We chose to analyze California’s prison populations through time to better understand the historical context for recent reforms and Prop 20 and the current status of prison overcrowding.

Questions

  • What is the historical relationship between legislation and overcrowding in California’s prisons?
  • Is there enough space in the California prison system to accommodate an increase in prisoners due to Prop 20 while staying under the Supreme Court mandated 137.5% capacity?

Data viz

On a map of California, we plot each prison colored by it’s percent occupancy. We used R to geolocate prisons and scrape individual prison occupancy data from PDF reports published by the CA Dept. of Corrections and Rehabilitation. The image below is a screenshot of 2020, but you can toggle the year on the RShiny App to look at data for other years. At the peak of prison overcrowding in 2006, some prisons had over 250% occupancy, or 2.5 times the number of prisoners they were designed to house.

Below the map, we plot the number of prison inmates per 100,000 California residents. These numbers come from US Census and Finance population estimates and CA Dept. of Corrections and Rehabilitation prison population reports. These records go all the way back to the first CA prison in 1851. To provide some context for the change in prison population over time, we also plot major historical legislation and events. Events are colored purple if they increase prison populations and orange if they decrease prison populations.

RShiny Data Visualization To interact with the RShiny app and see the map change through time, click here.

Conclusions

You can see that prison populations in California were relatively stable up until the 1960s and then rapidly rose along with legislation that increased and lengthened sentencing. Prison populations reached a peak in 2006. After a series of sentencing reforms, California’s prison populations dipped under the court-mandated limit of 137.5% of capacity (the most recent decline, in 2020, is from COVID-19 releases). However, even still, the prison system as a whole is at 113% capacity and this overcrowding is not evenly distributed. Some individual prisons are near 150% capacity, having one and a half times the number of inmates they were designed to hold.

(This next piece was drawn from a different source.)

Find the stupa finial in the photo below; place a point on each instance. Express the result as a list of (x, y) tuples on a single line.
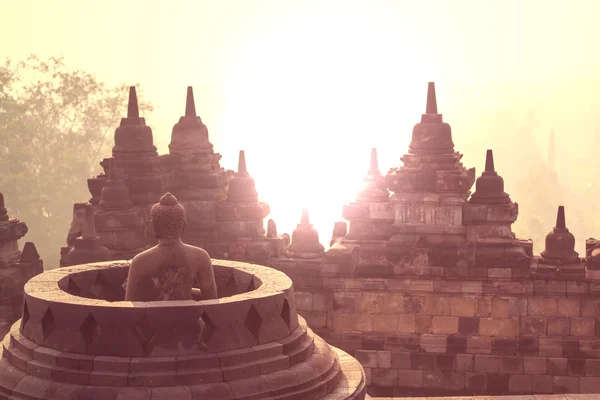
[(89, 225), (242, 163), (374, 164), (560, 218), (431, 100), (190, 106), (489, 161), (132, 108), (305, 219)]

Our figure indicates that Prop 20 has the power to reverse the course of criminal justice reform efforts, which have so far only partially solved overcrowding in California’s prisons.

Overcrowding is a human rights issue and a racial justice issue. Because Black Californians are disproportionately sentenced to prison, overcrowding disproportionately harms these communities.
pie chart

We present our project and talk more about our motivation and coding process in the webinar video found on the CA 2020 Election Challenge website (we’re about 30min in). All of the public data and code we used to create this visualization is available on our project github.